Talvez se deva a dois fatores essenciais. O primeiro será de ordem ideológica, isto é, as ditaduras de direita põem em prática as suas convicções e o resultado obtido é aquele que se prevê. Já os regimes ditatoriais de esquerda não aplicam a génese da ideologia, mas sim a condução de uma prática ideológica abusiva. O segundo fator, menos doutrinário, alicerça-se no facto da Europa ter estado sob o jugo do poder autoritário da extrema-direita há apenas 75 anos. Por isso há ainda uma nuvem negra que não se dissipa.

Voltando ao crescimento atual dos extremos, há desde já um dado que pode ser elevado: os Estados precisam de rever e atualizar as prioridades que definem para os seus cidadãos.

É essencial fortalecer o sentimento de inclusão e representação nos rumos da nação. As Pessoas precisam de sentir que o Estado "toma conta delas", tanto no plano individual como coletivo. E no coletivo inserem-se todos os cidadãos, sem exceções. O indivíduo não procura romper com o sistema, mas sim reconciliar-se com ele.

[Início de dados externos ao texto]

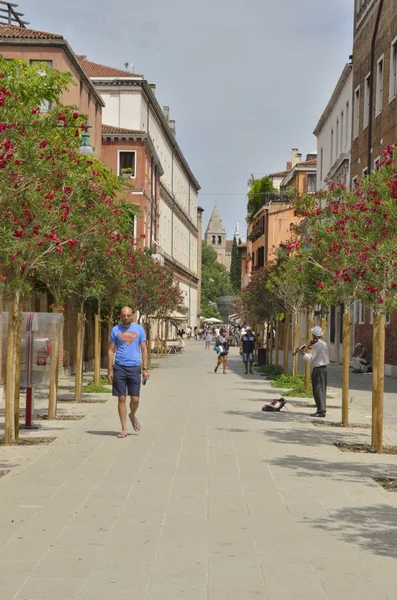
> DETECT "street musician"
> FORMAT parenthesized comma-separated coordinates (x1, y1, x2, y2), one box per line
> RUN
(297, 326, 330, 418)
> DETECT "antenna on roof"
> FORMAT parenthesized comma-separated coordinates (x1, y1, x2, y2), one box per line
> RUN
(0, 1, 29, 27)
(124, 62, 129, 71)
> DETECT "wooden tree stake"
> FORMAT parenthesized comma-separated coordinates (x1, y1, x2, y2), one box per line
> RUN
(342, 310, 351, 426)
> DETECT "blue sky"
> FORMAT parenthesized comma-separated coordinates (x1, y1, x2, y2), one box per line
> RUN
(27, 0, 353, 238)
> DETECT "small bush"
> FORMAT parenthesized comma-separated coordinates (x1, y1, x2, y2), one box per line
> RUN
(271, 373, 312, 398)
(82, 383, 112, 394)
(259, 364, 283, 379)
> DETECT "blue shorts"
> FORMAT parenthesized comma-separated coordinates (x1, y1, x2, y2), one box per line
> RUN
(112, 364, 141, 397)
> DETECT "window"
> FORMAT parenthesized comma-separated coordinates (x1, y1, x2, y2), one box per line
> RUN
(330, 128, 334, 164)
(307, 173, 316, 192)
(358, 301, 365, 324)
(320, 148, 323, 181)
(363, 73, 370, 129)
(131, 215, 137, 240)
(353, 86, 360, 138)
(376, 56, 384, 115)
(30, 59, 53, 67)
(374, 156, 381, 171)
(386, 312, 391, 325)
(362, 167, 368, 178)
(217, 235, 222, 244)
(336, 119, 340, 158)
(30, 59, 53, 112)
(370, 309, 374, 325)
(389, 37, 397, 102)
(352, 175, 358, 187)
(118, 151, 136, 177)
(211, 235, 216, 244)
(341, 111, 344, 149)
(346, 101, 350, 144)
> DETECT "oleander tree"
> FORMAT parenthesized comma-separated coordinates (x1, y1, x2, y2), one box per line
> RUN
(0, 57, 132, 439)
(293, 144, 397, 451)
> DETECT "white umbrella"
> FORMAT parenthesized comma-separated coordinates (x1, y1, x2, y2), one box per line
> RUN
(203, 317, 223, 324)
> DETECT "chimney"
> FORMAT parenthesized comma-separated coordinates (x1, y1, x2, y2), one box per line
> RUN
(163, 105, 170, 122)
(306, 152, 317, 161)
(149, 83, 156, 95)
(169, 120, 176, 136)
(291, 148, 302, 167)
(286, 161, 292, 171)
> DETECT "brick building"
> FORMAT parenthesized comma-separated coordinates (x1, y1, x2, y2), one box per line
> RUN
(101, 125, 163, 248)
(351, 0, 397, 180)
(351, 0, 397, 374)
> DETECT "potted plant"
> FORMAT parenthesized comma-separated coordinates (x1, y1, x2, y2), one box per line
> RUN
(120, 167, 134, 178)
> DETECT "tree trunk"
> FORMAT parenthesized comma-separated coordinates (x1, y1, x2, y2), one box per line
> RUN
(292, 313, 299, 377)
(269, 321, 274, 365)
(305, 310, 314, 393)
(94, 309, 101, 385)
(48, 315, 62, 420)
(342, 309, 351, 426)
(147, 318, 152, 365)
(371, 314, 380, 452)
(5, 293, 20, 444)
(283, 313, 290, 374)
(275, 320, 280, 367)
(13, 307, 23, 440)
(74, 303, 85, 402)
(374, 313, 386, 453)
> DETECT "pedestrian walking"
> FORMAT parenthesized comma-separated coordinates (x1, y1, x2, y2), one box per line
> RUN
(205, 330, 212, 350)
(108, 306, 150, 437)
(214, 327, 229, 374)
(298, 325, 330, 417)
(240, 326, 256, 373)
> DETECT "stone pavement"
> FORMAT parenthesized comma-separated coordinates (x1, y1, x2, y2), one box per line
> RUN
(0, 342, 397, 599)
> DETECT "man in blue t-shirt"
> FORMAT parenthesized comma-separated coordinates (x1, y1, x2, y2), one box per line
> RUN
(108, 306, 149, 438)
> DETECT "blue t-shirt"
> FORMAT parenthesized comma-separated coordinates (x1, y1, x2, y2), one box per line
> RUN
(110, 323, 147, 367)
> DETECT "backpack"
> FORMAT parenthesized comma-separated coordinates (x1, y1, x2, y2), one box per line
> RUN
(262, 398, 287, 412)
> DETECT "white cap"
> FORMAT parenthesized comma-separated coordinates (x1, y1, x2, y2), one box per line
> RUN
(311, 326, 323, 337)
(246, 325, 251, 330)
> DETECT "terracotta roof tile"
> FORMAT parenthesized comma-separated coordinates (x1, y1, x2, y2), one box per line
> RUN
(270, 170, 289, 177)
(102, 124, 145, 135)
(0, 24, 63, 39)
(296, 158, 317, 167)
(77, 55, 143, 79)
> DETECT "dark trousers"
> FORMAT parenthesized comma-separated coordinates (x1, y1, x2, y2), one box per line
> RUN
(311, 366, 327, 414)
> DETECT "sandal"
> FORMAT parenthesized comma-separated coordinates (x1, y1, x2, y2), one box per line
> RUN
(117, 432, 127, 438)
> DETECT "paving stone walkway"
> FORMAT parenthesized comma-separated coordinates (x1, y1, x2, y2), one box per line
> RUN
(0, 342, 397, 599)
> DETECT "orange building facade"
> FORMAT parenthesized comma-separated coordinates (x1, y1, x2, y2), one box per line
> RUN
(101, 125, 163, 250)
(0, 24, 103, 152)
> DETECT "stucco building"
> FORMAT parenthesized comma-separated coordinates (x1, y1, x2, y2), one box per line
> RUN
(314, 63, 353, 191)
(78, 56, 201, 326)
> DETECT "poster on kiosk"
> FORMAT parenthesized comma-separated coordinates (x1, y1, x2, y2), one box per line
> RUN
(1, 312, 63, 426)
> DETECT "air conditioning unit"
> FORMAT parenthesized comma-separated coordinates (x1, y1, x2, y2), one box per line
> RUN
(152, 253, 164, 266)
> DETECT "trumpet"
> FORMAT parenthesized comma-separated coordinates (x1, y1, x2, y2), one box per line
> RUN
(293, 338, 318, 356)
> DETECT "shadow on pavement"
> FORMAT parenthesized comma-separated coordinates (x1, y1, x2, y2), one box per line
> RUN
(307, 504, 397, 558)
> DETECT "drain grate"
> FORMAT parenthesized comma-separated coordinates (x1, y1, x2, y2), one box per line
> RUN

Quando se repriorizar e a reconciliação for alcançada, o Estado e cidadãos deparar-se-ão com uma estrada bifurcada: por um lado, crescerão os deveres das Pessoas para com o Estado, numa relação que se espera mais dinâmica e participativa, por outro o Estado e seus representantes têm de conseguir a credibilização dos seus atos através do mérito exemplar e do bom-senso.

Finda a viagem pelo hipocampo, vislumbra-se o óbvio: o radicalismo não é solução para coisa nenhuma. A resolução dos problemas e insatisfação das Pessoas faz-se por via da perceção do contexto em que se inserem, das suas necessidades, do envolvimento e proximidade. Não se fará com proibições partidárias, com respostas imediatas ou retaliações à moda da Lei de Talião. O caminho é dos extremos para o centro. Onde todos somos precisos e a tolerância e respeito pelo próximo são o denominador comum.